2014, Vol. 37
引用本文 | doi: 10.7501/j.issn.1674-6376.2014.04.003 |
众所周知,人类80%以上脑卒中是由血栓栓塞所致,且多数为大脑中动脉栓塞[1]。为探索脑梗死的发病机制以及安全有效的防治药物,建立可靠、重复性高的脑缺血实验动物模型是研究的前提和重要手段。本实验参考国外文献[2],经过研究改进后,通过经颈外动脉向颈内动脉注入自体血栓和凝血酶栓塞大鼠大脑中动脉的方法,建立了一种稳定、实用的局灶性脑梗死模型并用其评价重组葡激酶(rSak)对该模型的改善作用,为研究开发脑梗死药物提供依据。
1 材料 1.1 药品试剂rSak,商品名施爱克,比活250 000 AU/5 mg/支,批号20120601,通化玉金药业股份有限公司生产;牛凝血酶,500 U/支,中国医学科学院血研所科技公司提供;红四氮唑(TTC),批号20100601,天津市光复精细化工研究所提供。

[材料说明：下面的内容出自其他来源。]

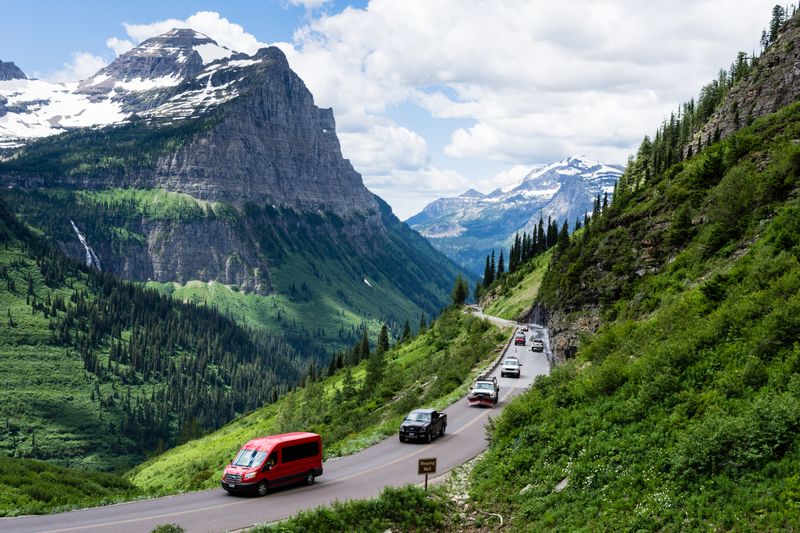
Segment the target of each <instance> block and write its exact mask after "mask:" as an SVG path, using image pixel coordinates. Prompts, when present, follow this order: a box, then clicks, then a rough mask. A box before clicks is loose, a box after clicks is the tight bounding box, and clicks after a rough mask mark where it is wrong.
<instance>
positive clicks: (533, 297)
mask: <svg viewBox="0 0 800 533" xmlns="http://www.w3.org/2000/svg"><path fill="white" fill-rule="evenodd" d="M552 255H553V252H552V250H551V251H547V252H545V253H543V254H541V255H539V256H537V257H535V258H534V259H532V260H531V261H528V262H527V263H524V264H522V265H520V266H519V268H518V269H517V270H516V271H515V272H514V273H513V274H508V273H506V274H504V275H503V278H502V279H501V280H499V281H498V282H497V284H496V285H495V286H494V287H493V288H492V290H490V291H489V294H488V295H486V296H484V297H483V298H482V302H481V303H482V304H483V305H484V309H483V311H484V313H486V314H487V315H491V316H499V317H501V318H506V319H508V320H517V319H518V318H520V317H521V316H523V315H525V314H526V313H527V312H528V311H530V309H531V305H532V304H533V302H534V301H535V300H536V297H537V296H538V294H539V287H540V286H541V284H542V278H544V274H545V272H546V271H547V266H548V265H549V264H550V258H551V257H552Z"/></svg>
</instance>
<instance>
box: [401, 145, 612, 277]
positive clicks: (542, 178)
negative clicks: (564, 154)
mask: <svg viewBox="0 0 800 533" xmlns="http://www.w3.org/2000/svg"><path fill="white" fill-rule="evenodd" d="M623 168H624V167H622V166H620V165H607V164H605V163H601V162H599V161H593V160H591V159H588V158H586V157H568V158H566V159H564V160H563V161H559V162H556V163H552V164H549V165H542V166H538V167H534V168H533V169H531V171H530V172H528V174H527V175H526V176H525V177H524V178H523V179H522V181H521V182H520V183H518V184H516V185H512V186H509V187H504V188H499V189H496V190H494V191H492V192H491V193H489V194H485V195H484V194H481V193H480V192H478V191H476V190H474V189H470V190H468V191H467V192H465V193H464V194H462V195H461V196H457V197H455V198H440V199H439V200H435V201H434V202H431V203H430V204H428V205H427V206H426V207H425V208H424V209H423V210H422V211H421V212H420V213H418V214H416V215H414V216H413V217H411V218H409V219H408V220H407V221H406V222H407V223H408V224H409V225H410V226H411V227H412V228H414V229H416V230H417V231H419V232H420V234H422V235H423V236H424V237H426V238H427V239H428V240H429V241H430V242H431V243H432V244H433V245H434V247H435V248H436V249H438V250H439V251H441V252H442V253H444V254H445V255H447V256H448V257H450V258H451V259H453V260H454V261H455V262H456V263H458V264H460V265H461V266H463V267H464V268H466V269H468V270H470V271H471V272H473V273H475V274H476V275H479V274H480V273H482V272H483V267H484V258H485V256H486V254H487V253H491V251H492V250H497V252H498V253H499V250H500V249H502V248H507V247H508V246H509V245H510V241H511V240H512V239H513V237H514V234H515V233H516V232H523V231H528V232H530V231H531V229H532V227H533V225H534V224H535V223H536V222H537V221H538V220H539V218H540V217H541V218H543V219H544V220H545V221H547V218H548V217H552V218H553V219H555V220H558V221H559V223H561V222H562V221H563V220H565V219H566V220H567V221H568V222H569V224H570V227H572V224H573V223H574V221H575V219H576V218H581V219H582V218H583V215H584V213H586V212H589V213H591V211H592V209H593V202H594V199H595V198H596V196H597V195H598V194H600V195H605V194H606V193H608V194H609V197H610V196H611V195H612V194H613V191H614V184H615V183H616V181H617V179H619V177H620V176H621V175H622V172H623ZM559 225H560V224H559Z"/></svg>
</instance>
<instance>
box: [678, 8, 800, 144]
mask: <svg viewBox="0 0 800 533" xmlns="http://www.w3.org/2000/svg"><path fill="white" fill-rule="evenodd" d="M799 41H800V17H792V18H791V19H789V21H788V22H786V24H785V25H784V27H783V28H782V31H781V33H780V34H779V35H778V38H777V39H776V41H775V43H773V44H772V45H771V46H770V48H769V49H768V50H767V51H766V52H765V53H764V54H763V55H762V56H761V57H760V58H759V59H758V63H757V65H756V67H755V68H754V70H753V71H752V72H751V73H750V74H749V75H748V76H747V77H746V78H744V79H742V80H741V81H739V83H737V84H736V85H735V86H734V87H733V88H732V89H731V91H730V93H729V94H728V95H727V97H726V98H725V100H724V101H723V103H722V104H721V105H720V107H719V108H718V109H717V110H716V111H715V112H714V114H713V115H711V118H710V119H709V120H708V122H706V124H705V125H703V127H701V128H700V130H699V131H698V132H697V133H695V134H694V136H693V137H692V141H691V142H690V143H689V145H688V146H686V147H685V148H684V155H688V154H689V150H691V153H697V152H699V151H700V150H701V149H702V148H704V147H706V146H708V145H710V144H711V143H712V142H713V141H714V139H715V137H718V138H725V137H727V136H728V135H730V134H732V133H734V132H736V131H738V130H739V129H741V128H743V127H744V126H747V125H748V124H750V123H751V122H752V121H753V120H755V119H756V118H758V117H761V116H764V115H768V114H770V113H774V112H775V111H777V110H778V109H780V108H781V107H783V106H785V105H787V104H790V103H792V102H794V101H796V100H797V99H798V98H800V47H798V46H797V43H798V42H799Z"/></svg>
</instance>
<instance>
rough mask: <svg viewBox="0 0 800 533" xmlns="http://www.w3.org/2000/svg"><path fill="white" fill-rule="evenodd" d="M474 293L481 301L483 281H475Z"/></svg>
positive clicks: (479, 301) (478, 299) (477, 301)
mask: <svg viewBox="0 0 800 533" xmlns="http://www.w3.org/2000/svg"><path fill="white" fill-rule="evenodd" d="M473 295H474V296H475V301H476V302H480V301H481V296H483V283H481V282H480V281H476V282H475V291H474V292H473Z"/></svg>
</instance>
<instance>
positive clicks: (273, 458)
mask: <svg viewBox="0 0 800 533" xmlns="http://www.w3.org/2000/svg"><path fill="white" fill-rule="evenodd" d="M277 462H278V452H272V453H271V454H269V457H267V462H266V463H264V464H265V466H268V467H269V468H272V467H273V466H275V464H277Z"/></svg>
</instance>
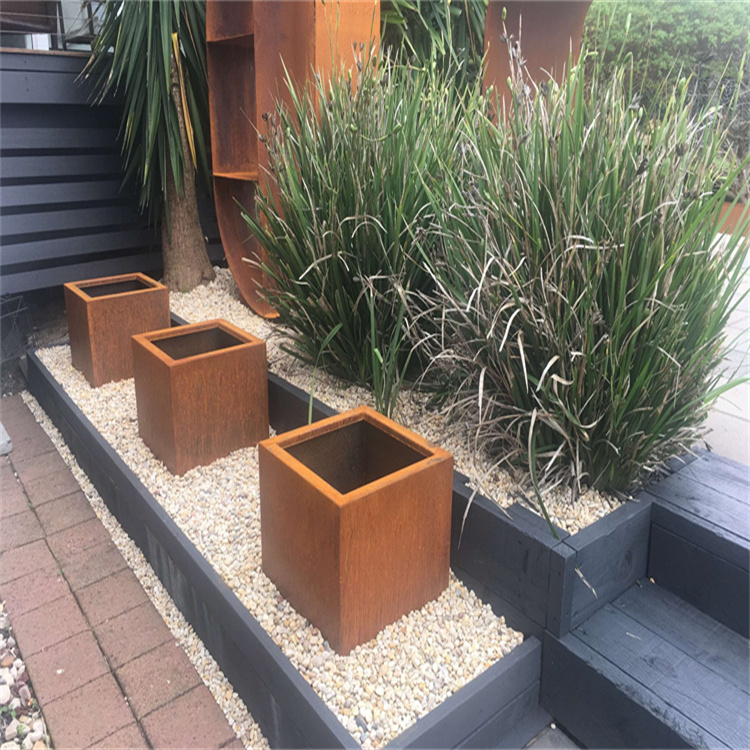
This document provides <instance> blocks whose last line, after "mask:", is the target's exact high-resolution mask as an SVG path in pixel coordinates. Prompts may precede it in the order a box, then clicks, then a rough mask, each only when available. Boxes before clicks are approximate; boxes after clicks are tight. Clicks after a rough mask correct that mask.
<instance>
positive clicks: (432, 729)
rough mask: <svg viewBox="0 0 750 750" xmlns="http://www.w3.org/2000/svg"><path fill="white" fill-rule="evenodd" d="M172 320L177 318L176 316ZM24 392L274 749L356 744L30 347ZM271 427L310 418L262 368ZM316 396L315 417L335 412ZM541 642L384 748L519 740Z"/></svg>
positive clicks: (524, 727)
mask: <svg viewBox="0 0 750 750" xmlns="http://www.w3.org/2000/svg"><path fill="white" fill-rule="evenodd" d="M173 320H174V322H175V323H176V324H180V323H181V322H182V321H180V320H179V319H175V317H174V316H173ZM27 359H28V385H29V390H30V391H31V393H32V394H33V395H34V397H35V398H36V399H37V401H38V402H39V403H40V405H41V406H42V408H43V409H44V410H45V411H46V412H47V414H48V415H49V417H50V419H51V420H52V422H53V423H54V424H55V426H56V427H57V428H58V429H59V430H60V432H61V433H62V436H63V438H64V439H65V441H66V443H67V444H68V446H69V447H70V449H71V451H72V452H73V454H74V456H75V457H76V460H77V461H78V463H79V464H80V466H81V468H82V469H83V470H84V471H85V472H86V474H87V475H88V477H89V478H90V480H91V482H92V483H93V485H94V486H95V487H96V489H97V491H98V492H99V494H100V495H101V497H102V499H103V500H104V502H105V504H106V505H107V507H108V508H109V510H110V511H111V512H112V513H113V515H114V516H115V517H116V518H117V520H118V521H119V523H120V524H121V525H122V527H123V529H124V530H125V532H126V533H127V534H128V535H129V536H130V538H131V539H132V540H133V541H134V542H135V543H136V544H137V545H138V547H139V548H140V549H141V551H142V552H143V554H144V555H145V557H146V559H147V560H148V562H149V564H150V565H151V567H152V568H153V569H154V572H155V573H156V575H157V576H158V577H159V580H160V581H161V582H162V583H163V584H164V586H165V588H166V589H167V591H168V592H169V594H170V595H171V597H172V599H173V601H174V602H175V604H176V605H177V607H178V608H179V610H180V611H181V612H182V614H183V615H184V616H185V617H186V619H187V620H188V622H189V623H190V624H191V625H192V627H193V628H194V630H195V631H196V633H197V634H198V636H199V637H200V638H201V639H202V641H203V643H204V644H205V645H206V647H207V648H208V650H209V652H210V653H211V655H212V656H213V657H214V658H215V659H216V661H217V663H218V664H219V666H220V668H221V669H222V671H223V672H224V674H225V675H226V676H227V678H228V679H229V681H230V682H231V683H232V686H233V688H234V689H235V690H236V691H237V694H238V695H239V696H240V697H241V698H242V700H243V701H244V702H245V704H246V705H247V707H248V709H249V710H250V712H251V713H252V715H253V717H254V718H255V720H256V721H257V722H258V724H259V725H260V728H261V729H262V731H263V733H264V735H265V736H266V738H267V739H268V741H269V742H270V744H271V746H272V747H348V748H356V747H358V744H357V743H356V741H355V740H354V738H353V737H352V736H351V735H350V734H349V732H348V731H347V730H346V729H345V728H344V726H343V725H342V724H341V723H340V722H339V720H338V719H337V718H336V716H335V714H334V713H333V712H332V711H331V710H330V709H329V708H328V706H326V704H325V703H324V702H323V700H322V699H321V698H320V696H319V695H318V694H317V693H316V692H315V691H314V690H313V688H312V687H311V686H310V685H309V684H308V683H307V682H306V681H305V679H304V678H303V677H302V676H301V675H300V674H299V672H298V671H297V670H296V668H295V667H294V666H293V665H292V663H291V662H290V661H289V660H288V659H287V657H286V656H285V655H284V654H283V652H282V651H281V649H280V648H279V647H278V646H277V645H276V644H275V643H274V642H273V640H272V639H271V637H270V636H269V635H268V633H266V631H265V630H264V629H263V628H262V627H261V626H260V624H259V623H258V622H257V621H256V620H255V618H254V617H253V616H252V615H251V614H250V613H249V612H248V611H247V609H246V608H245V607H244V606H243V605H242V603H241V602H240V601H239V599H238V598H237V597H236V595H235V594H234V593H233V592H232V591H231V589H230V588H229V587H228V586H227V585H226V584H225V583H224V581H223V580H222V579H221V578H220V576H219V575H218V574H217V573H216V571H215V570H214V569H213V568H212V567H211V566H210V565H209V564H208V562H207V561H206V560H205V558H204V557H203V556H202V555H201V554H200V553H199V552H198V550H197V549H196V548H195V547H194V545H193V544H192V543H191V542H190V540H189V539H188V538H187V537H186V536H185V534H184V533H183V532H182V531H181V530H180V529H179V527H178V526H177V524H175V522H174V521H173V520H172V519H171V517H170V516H169V515H168V514H167V513H166V511H165V510H164V509H163V508H162V507H161V506H160V505H159V504H158V503H157V502H156V501H155V500H154V498H153V497H152V495H151V494H150V493H149V491H148V490H147V489H146V487H145V486H144V485H143V484H142V483H141V481H140V480H139V479H138V477H136V476H135V474H134V473H133V472H132V471H131V470H130V469H129V468H128V466H127V465H126V464H125V462H124V461H123V460H122V459H121V458H120V456H119V455H118V454H117V453H116V452H115V450H114V449H113V448H112V447H111V446H110V445H109V443H107V442H106V441H105V440H104V439H103V438H102V436H101V435H100V434H99V432H98V431H97V430H96V429H95V428H94V426H93V425H92V424H91V422H90V421H89V420H88V418H87V417H86V416H85V415H84V414H83V412H82V411H81V410H80V409H79V408H78V407H77V406H76V405H75V403H74V402H73V400H72V399H71V398H70V397H69V396H68V394H67V393H66V392H65V391H64V389H63V388H62V386H61V385H60V384H59V383H58V382H57V381H56V380H55V379H54V377H53V376H52V374H51V373H50V372H49V370H47V368H46V367H45V366H44V364H43V363H42V362H41V360H40V359H39V357H38V355H37V354H36V352H35V351H30V352H29V353H28V358H27ZM268 386H269V388H268V390H269V418H270V421H271V424H272V425H273V426H274V427H275V428H276V430H277V431H278V432H281V431H284V430H286V429H290V428H292V427H296V426H299V425H300V424H305V423H306V422H307V409H308V403H309V402H308V398H309V397H308V395H307V394H305V393H304V391H302V390H301V389H299V388H296V387H295V386H292V385H291V384H289V383H287V382H286V381H284V380H282V379H281V378H278V377H276V376H273V375H271V374H269V378H268ZM334 413H335V412H334V410H332V409H330V408H329V407H326V406H325V405H324V404H322V403H321V402H319V401H317V400H316V402H315V404H314V408H313V418H314V419H319V418H321V417H323V416H330V415H332V414H334ZM540 671H541V642H540V641H539V640H538V639H537V638H535V637H534V636H533V635H532V636H531V637H528V638H526V640H524V642H523V643H522V644H521V645H520V646H518V647H516V648H515V649H513V651H512V652H511V653H510V654H508V655H507V656H505V657H503V658H502V659H499V660H498V661H497V662H496V663H495V664H494V665H493V666H491V667H490V668H489V669H488V670H486V671H485V672H483V673H482V674H481V675H479V676H478V677H477V678H475V679H474V680H472V681H471V682H469V683H468V684H467V685H465V686H464V687H463V688H461V689H460V690H458V691H457V692H456V693H454V694H453V695H452V696H450V697H449V698H448V699H447V700H446V701H444V702H443V703H442V704H441V705H440V706H438V707H437V708H436V709H434V710H433V711H432V712H430V713H429V714H428V715H427V716H425V717H423V718H422V719H420V720H418V721H417V722H416V723H415V724H414V725H413V726H411V727H410V728H409V729H407V730H406V731H405V732H403V733H402V734H401V735H400V736H399V737H397V738H396V739H395V740H393V741H392V742H391V743H390V747H414V748H417V747H436V746H439V747H470V746H477V745H483V746H488V745H492V746H496V747H499V746H503V747H518V746H523V745H524V744H526V743H527V742H528V741H529V740H530V739H532V738H533V737H534V736H535V735H536V734H537V733H538V732H539V731H540V730H541V729H542V728H543V727H544V726H545V725H546V724H547V723H548V722H549V720H550V717H549V715H548V714H547V713H546V712H545V711H544V710H543V709H541V708H540V707H539V692H540V690H539V688H540Z"/></svg>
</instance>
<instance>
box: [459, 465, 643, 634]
mask: <svg viewBox="0 0 750 750" xmlns="http://www.w3.org/2000/svg"><path fill="white" fill-rule="evenodd" d="M472 496H473V499H472ZM469 502H471V508H470V509H469V512H468V514H467V515H466V522H465V525H464V528H463V535H462V534H461V526H462V523H463V518H464V514H465V512H466V506H467V504H468V503H469ZM650 526H651V499H650V498H648V497H647V496H645V495H644V496H643V497H641V496H637V497H636V498H635V499H634V500H630V501H628V502H627V503H624V504H623V505H621V506H620V507H619V508H617V509H616V510H614V511H612V512H611V513H609V514H607V515H606V516H604V517H603V518H600V519H599V520H598V521H595V522H594V523H593V524H591V525H590V526H587V527H586V528H585V529H582V530H581V531H579V532H578V533H577V534H573V535H570V534H568V533H567V532H566V531H564V530H563V529H559V528H558V529H557V533H558V537H559V538H557V539H556V538H555V537H554V536H553V535H552V533H551V531H550V529H549V527H548V526H547V524H546V522H545V521H544V519H542V518H541V517H540V516H538V515H537V514H536V513H533V512H532V511H531V510H529V509H528V508H526V507H524V506H523V505H520V504H519V503H515V504H514V505H512V506H511V507H510V508H508V509H507V510H504V509H502V508H500V507H499V506H498V505H497V503H494V502H492V500H488V499H487V498H486V497H483V496H482V495H480V494H479V493H476V494H474V493H473V490H472V489H471V488H470V487H468V486H467V484H466V478H465V477H462V476H461V475H459V474H456V475H455V478H454V484H453V522H452V526H451V567H452V568H453V570H454V572H455V573H456V575H457V576H458V577H459V578H460V579H461V580H462V581H463V582H464V583H465V584H466V585H467V586H469V588H471V589H473V590H474V592H475V593H476V594H477V596H479V597H480V598H481V599H482V600H483V601H486V602H489V603H490V604H491V605H492V607H493V609H494V610H495V611H496V612H501V613H503V614H504V615H505V619H506V622H507V623H508V624H509V625H511V626H512V627H513V628H515V629H517V630H520V631H522V632H523V633H526V634H531V635H535V636H536V637H537V638H540V639H541V638H542V636H543V634H544V632H545V631H549V632H550V633H552V634H553V635H555V636H557V637H560V636H562V635H564V634H565V633H567V632H568V631H570V630H571V629H572V628H575V627H576V626H577V625H580V624H581V623H582V622H583V621H584V620H586V619H587V618H588V617H590V616H591V615H592V614H593V613H594V612H596V611H597V610H598V609H600V608H601V607H603V606H604V605H605V604H607V603H608V602H610V601H612V600H613V599H616V598H617V597H618V596H619V595H620V594H622V593H623V592H624V591H625V590H626V589H628V588H630V586H631V585H632V584H633V583H635V581H637V580H638V579H640V578H644V577H645V576H646V570H647V566H648V552H649V535H650Z"/></svg>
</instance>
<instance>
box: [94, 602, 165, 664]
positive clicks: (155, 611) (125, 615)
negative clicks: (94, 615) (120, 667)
mask: <svg viewBox="0 0 750 750" xmlns="http://www.w3.org/2000/svg"><path fill="white" fill-rule="evenodd" d="M94 633H95V634H96V637H97V640H98V641H99V645H100V646H101V648H102V651H104V655H105V656H106V657H107V659H108V660H109V663H110V664H111V665H112V666H113V667H114V668H115V669H117V668H118V667H121V666H123V664H127V663H128V662H129V661H132V660H133V659H136V658H137V657H139V656H141V655H142V654H145V653H147V652H149V651H151V650H152V649H154V648H156V647H157V646H161V644H162V643H166V642H167V641H172V640H173V637H172V633H170V631H169V628H168V627H167V626H166V624H165V623H164V620H162V618H161V615H160V614H159V613H158V612H157V611H156V609H155V608H154V605H153V604H151V602H146V603H145V604H141V605H140V606H139V607H136V608H135V609H131V610H130V611H129V612H125V613H124V614H121V615H119V616H118V617H114V618H113V619H111V620H108V621H107V622H104V623H101V624H100V625H97V626H96V627H95V628H94Z"/></svg>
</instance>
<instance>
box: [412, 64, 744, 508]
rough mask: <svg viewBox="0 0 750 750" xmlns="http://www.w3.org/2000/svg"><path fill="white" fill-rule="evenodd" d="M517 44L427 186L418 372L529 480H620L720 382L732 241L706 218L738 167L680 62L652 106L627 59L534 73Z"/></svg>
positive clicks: (597, 487)
mask: <svg viewBox="0 0 750 750" xmlns="http://www.w3.org/2000/svg"><path fill="white" fill-rule="evenodd" d="M512 52H513V50H512ZM513 59H514V60H515V64H516V69H515V75H514V77H513V80H510V81H509V85H510V86H511V92H512V96H511V99H512V103H511V104H510V107H509V111H508V112H506V113H505V123H503V124H500V125H499V126H495V125H493V124H492V123H491V122H490V121H488V120H487V119H486V118H485V117H483V116H481V115H479V114H477V115H476V116H474V117H473V119H471V120H469V119H468V118H467V123H470V128H469V129H468V130H467V132H466V134H465V138H464V143H465V148H464V165H463V168H462V169H461V170H456V169H454V170H446V171H445V176H446V177H445V179H446V183H447V190H448V193H449V198H448V200H447V201H445V199H444V197H443V196H442V195H441V194H439V193H436V195H435V201H436V203H439V202H440V201H444V203H443V205H444V206H445V210H444V212H443V213H442V214H441V226H442V230H443V233H444V237H445V241H444V247H443V249H442V251H441V253H440V254H439V255H437V256H435V255H434V254H431V253H426V254H425V262H426V263H427V264H428V265H429V266H430V267H431V269H432V273H433V275H434V279H435V293H434V294H433V295H432V296H429V295H427V296H425V295H423V296H422V303H423V305H426V306H427V309H426V311H422V312H421V314H420V317H419V323H420V327H421V328H422V329H423V331H424V332H425V333H424V335H423V341H422V347H423V350H424V351H425V352H426V354H427V356H428V357H430V358H431V359H432V364H431V366H430V368H429V370H428V372H427V378H428V379H429V380H430V381H431V383H432V385H433V386H434V387H435V388H437V390H438V395H439V396H441V397H442V398H443V399H444V400H445V401H446V402H447V404H448V407H449V409H450V411H451V413H452V414H453V415H454V416H456V417H460V418H462V419H466V420H467V421H469V422H470V423H471V424H472V425H473V426H474V427H475V428H476V435H477V438H478V441H479V443H481V444H483V445H485V446H487V447H488V448H489V449H490V450H491V451H492V452H493V453H494V454H495V455H496V456H497V457H498V460H500V461H507V462H508V463H510V464H514V465H518V464H521V465H522V466H523V468H524V469H526V470H527V471H528V472H529V475H530V477H531V480H532V484H533V486H534V488H535V489H536V491H537V495H539V488H540V486H541V485H542V484H547V485H550V484H555V483H565V484H570V485H571V486H572V487H573V488H574V490H576V491H577V490H579V489H580V488H581V485H583V484H586V485H589V486H593V487H595V488H598V489H605V490H615V491H617V490H624V489H625V488H626V487H627V486H628V485H629V484H630V483H631V482H632V481H633V480H635V479H636V478H637V477H639V475H641V474H642V472H643V471H644V470H646V469H648V468H649V467H651V466H653V465H654V464H655V462H658V461H659V460H661V459H666V458H667V457H669V456H671V455H673V454H675V453H679V452H682V451H684V450H685V449H687V448H689V446H690V445H692V444H693V442H694V440H695V439H696V438H697V437H698V436H699V434H700V426H701V422H702V421H703V419H704V417H705V415H706V412H707V409H708V407H709V405H710V404H711V402H712V401H713V400H714V399H715V398H716V397H717V395H718V394H719V392H720V391H721V390H722V388H721V387H720V386H719V383H720V381H719V376H720V373H721V369H722V367H721V365H722V358H723V352H724V349H723V346H724V342H725V334H724V326H725V324H726V322H727V318H728V316H729V314H730V311H731V310H732V309H733V306H734V305H735V304H737V303H738V301H739V300H738V299H737V296H736V294H735V292H736V290H737V289H738V285H739V281H740V279H741V276H742V265H743V259H744V257H745V254H746V252H747V243H746V242H745V241H743V238H742V237H741V235H740V234H739V233H736V234H734V235H733V236H732V237H730V238H728V239H727V240H726V242H725V243H723V244H722V245H721V246H720V247H719V246H718V245H717V243H716V232H717V228H718V226H719V223H720V221H719V217H720V211H721V208H722V205H723V203H724V199H725V197H726V195H727V189H728V186H729V184H730V183H731V180H732V178H733V173H734V174H736V170H737V168H738V167H737V165H735V166H734V167H733V168H732V169H729V170H727V169H725V168H724V167H725V165H723V164H722V157H721V149H720V146H721V142H722V132H723V130H724V129H725V127H726V123H725V122H724V120H723V113H722V112H721V111H719V110H716V109H714V110H706V111H704V112H702V113H701V114H700V116H698V117H691V115H690V111H689V110H690V107H689V102H688V99H687V93H686V92H687V86H686V83H685V81H684V80H683V81H681V82H679V83H678V84H676V85H675V87H674V90H673V91H672V94H671V97H670V98H669V100H668V104H667V105H666V106H665V108H664V109H663V112H662V113H661V114H660V115H658V116H656V119H651V118H650V117H649V116H648V115H646V114H645V113H644V112H643V110H642V109H640V108H639V106H638V105H637V100H634V98H633V96H632V91H631V88H630V86H629V77H628V74H627V71H626V70H624V69H620V70H619V71H618V72H617V73H616V74H615V75H614V76H613V77H612V78H610V79H608V80H599V79H597V78H596V77H594V80H585V79H584V65H580V66H575V67H572V68H571V69H570V71H569V73H568V74H567V77H566V78H565V80H564V82H563V83H562V84H561V85H560V86H558V85H557V84H555V83H554V82H552V81H550V82H548V83H545V84H544V85H543V86H540V87H539V90H536V87H535V86H534V85H533V83H532V82H531V81H529V80H528V78H527V77H526V76H525V74H524V70H523V67H522V65H523V63H522V61H521V60H520V57H519V55H518V54H514V55H513ZM501 119H502V118H501ZM720 175H723V177H720ZM437 213H438V212H437V211H436V214H437ZM745 215H746V216H747V212H746V214H745ZM747 223H748V221H747V219H745V222H744V226H747Z"/></svg>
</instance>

1.2 动物实验使用SPF级SD大鼠,北京维通利华实验动物技术有限公司提供,动物合格证号SCXK(京)2012-0001。
1.3 仪器病理图像采集与分析系统v4.0软件,北京航空航天大学图象中心产品。MP—150多导生物信号采集系统,美国BIOPAC Systems Inc产品。日本UT—03小鼠胆管插管,内径0.18 mm,外径0.3 mm。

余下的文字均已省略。